Aber erst als Elisabeth Sigmund nach zwei Semestern Medizinstudium Sätze von Rudolf Steiner las, bekam ihr Interesse eine neue Qualität. Steiner schrieb, dass dasjenige schön sei, was sein Inneres in seiner äußeren Gestalt zur Offenbarung bringt – Worte, die ihre eigenen Impulse zu einem sinnvollen Ganzen fügten. Von da an war Schönheit für Elisabeth Sigmund keine Äußerlichkeit mehr. Ihre Liebe zu Heilpflanzen und zur Ästhetik wurde zum Fundament ihrer Kosmetik.
Sie belegte Kurse bei Kosmetikfirmen, suchte in der Universitätsbibliothek nach alten Medizinbüchern: „Alle meine kosmetischen Versuche waren immer motiviert durch ein medizinisches Interesse, welche Heilpflanzen gut für die Haut sind und sie quasi heilen.“ Die Mutter verbot ihr, mit anderen über ihren Beruf zu sprechen, der „unschicklich“ war. Elisabeth Sigmund hielt das nicht auf. Sie stieg auf ihr Motorrad, fuhr zu Klosterbibliotheken aufs Land, recherchierte.
Stockholm: die eigene Naturkosmetik und der „Salong för Skönhetsvård“
Es war kein einfacher Neustart in Stockholm, 1948. Elisabeth und ihr Mann Karl hatten sich zum Auswandern entschlossen, zum Neuanfang. Ihr Mann schlug sich als Tankwart durch, arbeitete letztendlich als Fahrlehrer. Sie rappelte sich auf, hatte ja ihre Passion im Kopf, mixte weiter Pflanzenauszüge mit Bienenwachs oder Mandelöl – Zutaten, die sie in Bioqualität aus Deutschland und Österreich orderte, auch Arzneimittelampullen bei der WALA in Eckwälden bestellte sie, experimentierte mit Eibischwurzeln und Mandelmehl. Karl baute Apparaturen zum Abfüllen.

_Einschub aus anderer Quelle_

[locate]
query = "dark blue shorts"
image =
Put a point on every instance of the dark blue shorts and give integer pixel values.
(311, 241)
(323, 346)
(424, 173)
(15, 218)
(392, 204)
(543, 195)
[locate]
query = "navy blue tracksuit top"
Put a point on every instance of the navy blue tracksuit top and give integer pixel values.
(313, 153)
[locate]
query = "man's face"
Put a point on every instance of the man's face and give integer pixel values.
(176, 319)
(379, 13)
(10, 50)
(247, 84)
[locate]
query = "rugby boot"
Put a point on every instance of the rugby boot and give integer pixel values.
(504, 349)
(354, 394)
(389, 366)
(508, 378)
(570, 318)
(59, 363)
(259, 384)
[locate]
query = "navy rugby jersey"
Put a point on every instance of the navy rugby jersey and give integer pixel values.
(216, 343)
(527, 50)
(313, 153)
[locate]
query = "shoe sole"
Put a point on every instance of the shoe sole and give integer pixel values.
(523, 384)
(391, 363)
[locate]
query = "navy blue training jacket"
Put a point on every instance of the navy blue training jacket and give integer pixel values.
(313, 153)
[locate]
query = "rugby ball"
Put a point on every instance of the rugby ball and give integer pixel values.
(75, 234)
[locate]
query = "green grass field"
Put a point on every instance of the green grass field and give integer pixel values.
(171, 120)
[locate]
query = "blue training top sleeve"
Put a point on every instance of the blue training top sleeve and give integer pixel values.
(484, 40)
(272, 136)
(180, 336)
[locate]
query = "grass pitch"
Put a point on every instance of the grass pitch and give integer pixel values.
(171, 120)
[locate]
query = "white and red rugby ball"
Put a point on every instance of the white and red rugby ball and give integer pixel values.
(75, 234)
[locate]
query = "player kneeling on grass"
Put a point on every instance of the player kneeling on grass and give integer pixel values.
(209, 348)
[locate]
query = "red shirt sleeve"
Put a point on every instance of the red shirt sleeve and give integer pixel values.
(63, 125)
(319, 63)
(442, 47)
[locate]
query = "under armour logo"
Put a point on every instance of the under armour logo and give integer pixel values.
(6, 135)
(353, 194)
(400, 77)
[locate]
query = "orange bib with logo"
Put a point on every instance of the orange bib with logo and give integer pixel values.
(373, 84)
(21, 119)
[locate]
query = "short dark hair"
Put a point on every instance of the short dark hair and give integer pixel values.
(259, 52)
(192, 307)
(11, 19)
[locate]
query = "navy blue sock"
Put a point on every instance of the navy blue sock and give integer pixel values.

Ihre Kosmetik sollte die Haut unterstützen, indem sie die eigenen Regenerationskräfte anregt. Und die Frauen, denen Elisabeth Sigmund die Kreationen gab, waren tatsächlich begeistert. Als Elisabeth ein Kosmetikstudio, den „Salong för Skönhetsvård“ eröffnete, behandelte sie ihre Kundinnen auch mit einem Fußbad, Gesichtsgymnastik und einer Stimulation des Lymphsystems. Die Frauen sollten sich rundum entspannen. „Es gibt zwei Schönheiten, eine innere und eine äußere“, erklärte sie diesen ganzheitlichen Ansatz. Sie hatte den Traum zum Laufen gebracht.
Indien: der Sehnsucht folgen, den Kosmos erweitern
Was sie bewog, 1961 für ein Jahr nach Indien zu reisen? Die Gelegenheit! Sigmund liebte es, neue Kulturen kennen zu lernen, sie wollte die indische Medizin studieren, in die großen Bibliotheken gehen. Diese Kombination aus Reiselust und Wissensdurst zeugt von Selbstbewusstsein, Mut und großer Offenheit.

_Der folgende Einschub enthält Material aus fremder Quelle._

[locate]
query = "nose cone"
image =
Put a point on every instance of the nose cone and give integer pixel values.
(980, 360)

Eine moderne Frau, ihrer Zeit voraus. Weil der Sohn einer Freundin sich in Neu-Delhi aufhielt, hatte Elisabeth Sigmund eine Anlaufstelle, konnte das Land besuchen, auf das sie gespannt war, seit sie als Kind in Büchern darüber gelesen hatte. Und auch als anfangs alles schieflief, das Flugzeug nicht in Neu-Delhi, sondern in Mumbai landete, das Gepäck verloren ging, sie alleine auf der Straße stand, machte Elisabeth Sigmund nicht kehrt.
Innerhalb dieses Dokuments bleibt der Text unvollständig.